Mi chiamo Jasmine perché mio nonno amava il giardinaggio. Quando nacqui, andò a trovare mia madre in ospedale e le portò un mazzetto di gelsomini presi dal graticcio di legno dipinto di rosso che aveva costruito da solo sul retro della casa, incartati in un foglio di giornale legato con lo spago, con l’inchiostro del difficilissimo cruciverba dell’«Irish Times» risolto per metà annacquato dalla pioggia rimasta sugli steli. Non era il gelsomino estivo che tutti conosciamo grazie alle costose candele profumate o a certi stravaganti vaporizzatori per ambienti: per una bambina nata in inverno ci voleva il gelsomino invernale, con i suoi piccoli fiori gialli a forma di stella, di cui il suo giardino era pieno e che illuminavano un po’ il cupo grigiore della stagione fredda. Non credo che il nonno abbia attribuito alla cosa un significato particolare, e non so se si sia sentito particolarmente onorato dal fatto che mia madre abbia poi deciso di chiamarmi come i fiori che lui le aveva portato. Penso piuttosto che lo ritenesse un nome strano per una bambina, un nome appropriato per quelle cose naturali che stavano nel suo giardino e assolutamente non adatto a una persona. Del resto, chiamandosi lui Adalbert in omaggio a un santo che era stato missionario in Irlanda, e Mary di secondo nome, non era certo un uomo avvezzo ai nomi che non vengono dalla Bibbia. L’inverno precedente aveva portato a mia madre dell’erica violetta in occasione della nascita di mia sorella, che infatti si chiama Heather. Un dono semplice e innocente, per quanto riguarda mia sorella, ma io mi chiedo ancora che intenzioni avesse con me. Facendo qualche ricerca, ho poi scoperto che quel gelsomino è parente stretto dell’erica, un’altra colorata protagonista dei giardini invernali. Non so se sia perché ho in mente com’era fatto il nonno, ma in cuor mio spero sempre che le persone silenziose custodiscano in sé una specie di magia e una saggezza che ai meno riservati manca; che il loro non dire significhi che hanno qualcosa di più importante per la testa. Forse la loro apparente semplicità cela un mosaico di pensieri imperscrutabili, e tra questi quello di nonno Adalbert che voleva che mi chiamassi Jasmine.

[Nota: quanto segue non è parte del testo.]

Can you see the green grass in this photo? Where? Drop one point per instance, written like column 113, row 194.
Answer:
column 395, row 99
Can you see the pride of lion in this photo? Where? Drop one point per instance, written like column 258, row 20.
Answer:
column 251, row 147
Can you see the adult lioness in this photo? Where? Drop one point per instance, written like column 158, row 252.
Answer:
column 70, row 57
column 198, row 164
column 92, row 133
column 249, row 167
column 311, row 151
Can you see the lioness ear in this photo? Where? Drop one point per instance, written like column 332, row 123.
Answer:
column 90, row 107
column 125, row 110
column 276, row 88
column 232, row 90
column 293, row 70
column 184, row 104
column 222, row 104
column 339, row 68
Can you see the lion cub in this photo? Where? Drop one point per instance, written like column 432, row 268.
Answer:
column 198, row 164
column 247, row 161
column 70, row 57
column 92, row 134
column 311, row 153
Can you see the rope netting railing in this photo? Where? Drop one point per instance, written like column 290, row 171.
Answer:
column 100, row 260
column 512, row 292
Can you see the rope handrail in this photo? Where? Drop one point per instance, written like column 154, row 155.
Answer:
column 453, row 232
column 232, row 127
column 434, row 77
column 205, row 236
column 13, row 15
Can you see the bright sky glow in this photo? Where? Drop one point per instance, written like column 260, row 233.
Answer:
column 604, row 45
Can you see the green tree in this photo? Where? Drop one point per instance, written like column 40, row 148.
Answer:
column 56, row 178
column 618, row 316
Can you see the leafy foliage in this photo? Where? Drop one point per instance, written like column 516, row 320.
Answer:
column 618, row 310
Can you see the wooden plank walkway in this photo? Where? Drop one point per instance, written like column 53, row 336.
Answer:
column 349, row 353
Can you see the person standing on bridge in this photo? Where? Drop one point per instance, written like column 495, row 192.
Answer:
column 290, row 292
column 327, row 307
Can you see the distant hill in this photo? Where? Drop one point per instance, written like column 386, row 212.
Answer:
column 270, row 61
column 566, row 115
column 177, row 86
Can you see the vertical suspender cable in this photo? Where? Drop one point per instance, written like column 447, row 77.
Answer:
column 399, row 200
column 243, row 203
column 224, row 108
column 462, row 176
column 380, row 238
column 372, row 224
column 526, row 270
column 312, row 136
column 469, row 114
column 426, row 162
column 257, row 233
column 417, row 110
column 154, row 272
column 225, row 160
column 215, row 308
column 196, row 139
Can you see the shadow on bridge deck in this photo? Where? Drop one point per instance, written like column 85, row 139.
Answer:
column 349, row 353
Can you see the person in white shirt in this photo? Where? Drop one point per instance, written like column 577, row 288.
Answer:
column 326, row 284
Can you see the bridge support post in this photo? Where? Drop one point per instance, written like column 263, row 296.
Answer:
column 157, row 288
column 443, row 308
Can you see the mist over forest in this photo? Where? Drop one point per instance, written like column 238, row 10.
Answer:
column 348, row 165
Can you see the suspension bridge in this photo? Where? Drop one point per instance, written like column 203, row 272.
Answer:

Tornando a quel giorno in giardino, Kevin interpretò la mia impassibilità alla sua battuta sulla morte come segno di disapprovazione, e non c’era nulla che lui detestasse o temesse di più, quindi mi rivolse il suo sguardo più feroce e disse: «Anche tu morirai, Jasmine».
Eravamo in sei seduti in cerchio lì, io ero la più piccola, mia sorella era poco lontano che giocava a farsi girare la testa e cadere. Con una collanina di margherite attorno alla caviglia e un nodo in gola così grosso che temevo di aver inghiottito uno dei bombi che ronzavano sul buffet floreale ai nostri piedi, tentai di far sedimentare l’idea del mio futuro decesso. Gli altri erano rimasti scioccati dalle sue parole, ma invece di prendere le mie difese e negare quell’orribile annuncio che suonava come una premonizione, mi guardarono tutti con aria triste e annuirono. Sì, è vero, mi dissero all’unisono con il loro sguardo. Morirai, Jasmine.
Il mio lungo silenzio fu preso in carico da Kevin, che affondò il coltello nella piaga. Non solo sarei morta, ma prima mi sarei beccata una cosa chiamata ciclo che mi sarebbe venuta tutti i mesi per il resto della vita con dolori e supplizi insopportabili. Mi spiegò anche come si fanno i bambini, entrando così tanto nel dettaglio che per una settimana ebbi difficoltà a guardare negli occhi i miei genitori, e infine, gettando sale sulle ferite aperte, mi disse che Babbo Natale non esisteva.
Certe cose uno vorrebbe dimenticarle, ma non ci riesce.
Perché continuo a tornare su questo episodio della mia vita? Be’, perché è lì che sono cominciata. È lì che ho preso forma per come mi conosco, per come mi conoscono tutti. La mia vita ha avuto inizio quando avevo cinque anni. Sapere che sarei morta ha insinuato in me il seme di qualcosa che ancora oggi porto dentro: la consapevolezza che, sebbene il tempo sia infinito di per sé, il mio tempo è limitato, il mio tempo passa. Ho capito che le mie ore e quelle degli altri non sono uguali. Non possiamo passarle nello stesso modo, non possiamo vederle nello stesso modo. Voi usatele come volete, ma non tirate dentro me; io non ho tempo da buttare. Se volete fare qualcosa, dovete farlo adesso. Se volete dire qualcosa, dovete dirlo adesso. E, soprattutto, è necessario farlo in prima persona. È la vostra vita, siete voi che morite, voi che la perdete. Essere in movimento, far sì che le cose accadano, è diventato il mio modo di stare al mondo. Ho sempre lavorato a pieno ritmo, tanto da restare senza fiato, incapace di trovare un momento per riconnettermi con me stessa. Sempre a rincorrermi, senza mai raggiungermi. Sempre di fretta.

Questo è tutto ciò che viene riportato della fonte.